Meu interesse vem do fato de que o racismo continua a ser algo incompreensível. Como nós discriminamos por causa da cor da pele de alguém? Para mim, é sempre uma grande perplexidade ver isso acontecer em 2017. Em Portugal, falamos publicamente muito pouco da relação do colonialismo com o racismo. Há estudos acadêmicos etc., mas na arena pública esse debate é um tabu. E essa é uma das principais raízes do racismo hoje em Portugal: o racismo do colonialismo português e a forma como durante tantos séculos, nós, como sistema colonial, usamos a discriminação racial para impor o nosso poder.

Como Portugal trata essa memória da escravidão e do colonialismo em suas colônias na África e na América?

Essa é uma questão muito importante. A partir de meados do século XX, o regime de Salazar adotou a visão lusotropicalista de Gilberto Freyre para justificar a miscigenação dos portugueses com as populações locais e provar que Portugal era um colonizador “melhor”. Apesar da miscigenação não ser do seu agrado, foi um argumento que serviu de justificativa para o fato de Portugal ainda manter colônias na África. Dizia-se que Portugal não tinha colônias, mas províncias ultramarinas. Essa narrativa continuou a ser veiculada mesmo após a queda de Salazar.
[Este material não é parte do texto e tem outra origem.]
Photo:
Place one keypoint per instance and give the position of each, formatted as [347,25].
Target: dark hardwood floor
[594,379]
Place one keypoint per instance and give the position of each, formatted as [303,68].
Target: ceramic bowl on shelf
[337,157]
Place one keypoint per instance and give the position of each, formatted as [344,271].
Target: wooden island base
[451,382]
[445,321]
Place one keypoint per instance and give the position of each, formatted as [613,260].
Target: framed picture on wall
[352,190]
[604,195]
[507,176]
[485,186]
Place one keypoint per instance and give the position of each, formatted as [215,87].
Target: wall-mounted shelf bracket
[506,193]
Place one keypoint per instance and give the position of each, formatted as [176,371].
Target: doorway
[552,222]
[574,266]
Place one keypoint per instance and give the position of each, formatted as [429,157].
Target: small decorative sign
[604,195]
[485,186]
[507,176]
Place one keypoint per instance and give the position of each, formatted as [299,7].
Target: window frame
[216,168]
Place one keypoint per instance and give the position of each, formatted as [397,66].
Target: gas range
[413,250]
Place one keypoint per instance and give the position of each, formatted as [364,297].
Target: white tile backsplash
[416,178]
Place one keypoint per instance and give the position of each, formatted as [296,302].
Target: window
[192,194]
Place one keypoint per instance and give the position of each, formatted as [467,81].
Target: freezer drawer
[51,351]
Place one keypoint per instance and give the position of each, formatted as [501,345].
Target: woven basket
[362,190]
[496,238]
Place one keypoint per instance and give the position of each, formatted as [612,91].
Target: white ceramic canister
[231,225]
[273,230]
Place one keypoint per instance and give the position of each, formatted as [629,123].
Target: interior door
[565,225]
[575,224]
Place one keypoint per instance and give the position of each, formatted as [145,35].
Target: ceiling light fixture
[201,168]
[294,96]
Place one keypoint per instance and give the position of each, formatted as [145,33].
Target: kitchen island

Até hoje, nos livros didáticos, Portugal aparece como um país que colonizou de forma mais branda do que os outros e que se misturou com as populações locais.

E em relação à escravidão?

Na semana passada, conversei com alunos de um colégio e perguntei qual a versão que eles aprenderam sobre o papel de Portugal na escravatura. Eles disseram que o país foi um dos precursores do comércio transatlântico de escravos, mas foi também um dos primeiros a abolir a escravatura, com a decisão do Marquês de Pombal em 1761 (que ordenou que passariam a ser livres os escravos que entrassem em Portugal, mas não libertou os que lá viviam). Ora, isso é uma mentira. O fim do tráfico e a abolição no império português só ocorreram no século XIX. Os livros também não falam da continuação da escravidão através do regime de trabalho forçado que existiu nas colônias. A imagem de um colonialismo doce tem sido desconstruída na academia, mas o discurso público continua a veiculá-la.

Como o racismo se manifesta hoje nas ex-colônias portuguesas na África?

Nos últimos anos, com a crise, houve uma nova onda de emigração de portugueses para as ex-colônias, principalmente Angola e Moçambique. Nesses países há uma grande necessidade de quadros para empresas, e a tendência é a importação de quadros portugueses. Quando os portugueses vão para um país como Angola e Moçambique, para assumir cargos de chefia, e não estão conscientes de seu lugar de privilégio na História, criam tensões. Eles carregam esse privilégio que está na pele, na condição social e econômica. Há alguns portugueses com tendências neocoloniais. Não só não têm consciência do seu privilégio como ainda querem prolongá-lo, subjugando e subalternizando os locais.

Houve nas colônias portuguesas na África políticas oficiais de discriminação?

Na década de 1920, foi instituído o Código do Indigenato, que criou várias categorias de cidadãos: os indígenas, que não tinham direitos e estavam completamente à margem da sociedade; os assimilados, que eram indígenas aprovados em determinados testes, como saber falar português e se comportar à mesa; e os colonos. Mesmo após o fim oficial do código, em 1961, a segregação continuou. Meus entrevistados lembram que em Moçambique os negros sempre estavam na parte de trás dos ônibus. A escritora Paulina Chiziane relata que, quando a professora de matemática viu que ela tinha a melhor nota da turma na prova, rasgou a folha e disse na frente de todos: “seus brancos, até a preta tem uma nota melhor do que vocês. Vamos repetir o teste”. A segregação racial existiu até a descolonização.

O racismo nas ex-colônias africanas é diferente daquele visto no Brasil?

Todos os depoimentos deixam claro que o racismo é fruto da relação colonial. A discriminação é a reprodução do que foi feito pelos brancos portugueses. Um dos meus entrevistados me disse: “o racismo transforma a diferença em defeito”. É uma boa definição que vale para Brasil, Portugal e qualquer ex-colônia. E a colonização teve como motor o privilégio branco, que ainda hoje perdura nessas sociedades. E eu não excluo Portugal.